Tabulation of frequencies in R

Introduction

Frequency tabulation is a common statistical method of summarizing data into manageable form without substantial loss of information. This technique is applied to variables that are categorical, where the aim is simply to see how many of the subjects in the sample fall in a given category (or what the proportion/percentage is). When percentages are presented, then they ought to be presented to 0 decimal places (i.e. as whole numbers). On this page we are going to consider the following tabulations.

One way frequency tables
Two way contingency tables (crosstabulations)

Install required packages

The following packages will be required and should therefore be loaded first. If they are not already installed, begin by installing them using the install.packages() function e.g. install.packages(“janitor”)

library(janitor) # contains tabyl() function for tabulation
library(dplyr) # operations on data frames e.g. %>%
library(arsenal) # tableby() function
library(kableExtra) # display table formatting

Data set

A description of the data set and the variable name labels can be found here. The code below downloads the data set and then displays the first 6 observations and a few columns of this data set.

setwd("D:/stemresearch/R/analysis/descriptive-statistics")
nhanesdata <- readRDS(file = url("http://drmathematics.com/learning/datasets/nhanesdata.RDS"))

kbl(nhanesdata[1:6, c(1, 2, 11:15)], 
    caption = "Showing first 6 observations and a few variables.") %>%
    kable_styling(bootstrap_options = "striped", full_width = FALSE, position = "left")

Showing first 6 observations and a few variables.
id	region	highbp	sex	race	age	agegroup
1400	South	No	Male	White	54	50-59
1401	South	No	Female	White	41	40-49
1402	South	No	Female	Other	21	20-29
1404	South	Yes	Female	White	63	60-69
1405	South	No	Female	White	64	60-69
1406	South	Yes	Female	White	63	60-69

One way frequency table

One-way frequency refers to a tabulation of data which only examines one categorical variable at a time.
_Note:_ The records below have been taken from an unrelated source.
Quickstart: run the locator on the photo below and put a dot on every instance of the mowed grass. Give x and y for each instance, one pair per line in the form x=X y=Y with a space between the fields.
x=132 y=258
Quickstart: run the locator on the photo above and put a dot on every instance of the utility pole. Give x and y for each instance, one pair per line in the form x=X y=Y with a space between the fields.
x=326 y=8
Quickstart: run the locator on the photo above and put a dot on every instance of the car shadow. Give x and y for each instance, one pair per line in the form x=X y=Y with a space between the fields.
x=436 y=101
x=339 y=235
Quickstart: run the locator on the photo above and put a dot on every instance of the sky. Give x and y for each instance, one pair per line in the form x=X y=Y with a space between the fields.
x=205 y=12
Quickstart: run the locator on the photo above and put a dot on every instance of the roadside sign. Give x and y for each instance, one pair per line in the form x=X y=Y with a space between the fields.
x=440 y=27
The one way frequency table displays categorical data in the form of frequency counts and/or relative frequencies (relative frequencies are converted to percentages by multiplying them by 100%).

table1 = tabyl(nhanesdata, region) %>% 
    adorn_totals("row") %>%
    adorn_pct_formatting(digits = 0)
names(table1) = c("Region", "Frequency", "Percent")

kbl(table1, 
    caption = "Table 1: Distribution of participants by region.") %>%
    kable_styling(bootstrap_options = "striped", full_width = FALSE, position = "left")
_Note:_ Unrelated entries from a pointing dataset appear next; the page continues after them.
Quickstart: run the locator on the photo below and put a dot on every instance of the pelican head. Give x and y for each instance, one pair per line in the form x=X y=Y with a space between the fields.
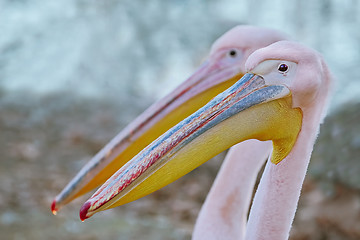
x=285 y=87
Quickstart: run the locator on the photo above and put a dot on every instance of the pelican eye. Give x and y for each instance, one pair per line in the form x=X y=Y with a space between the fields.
x=232 y=53
x=283 y=68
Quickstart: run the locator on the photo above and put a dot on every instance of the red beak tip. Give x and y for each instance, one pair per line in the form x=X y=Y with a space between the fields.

Table 1: Distribution of participants by region.
Region	Frequency	Percent
North East	2086	20%
North West	2773	27%
South	2853	28%
West	2625	25%
Total	10337	100%

In the one way frequency table above, the first column Region gives the four regions of the categorical variable, Frequency column gives the frequency counts (i.e. the observed frequencies in each of the four regions) and lastly, Percent column gives the percentages (i.e. the count in a category divided by the total frequency \(\times\) 100). For example, the 27% for North West region is found as follows:

\[ \text{Percent} = \dfrac{2773}{10337} \times 100\% = 26.825965\% \approx 27\% \]

Two way contingency tables (crosstabulation)

A two-way contingency table (also called two-way table or just contingency table), displays data from two categorical variables, where one of the two variables appears on the rows while the other variable appears on the columns.The code below displays the counts of respondents in the data set by regions (North East, North West, South and West) and health status (Poor, Fair, Average, Good and Excellent)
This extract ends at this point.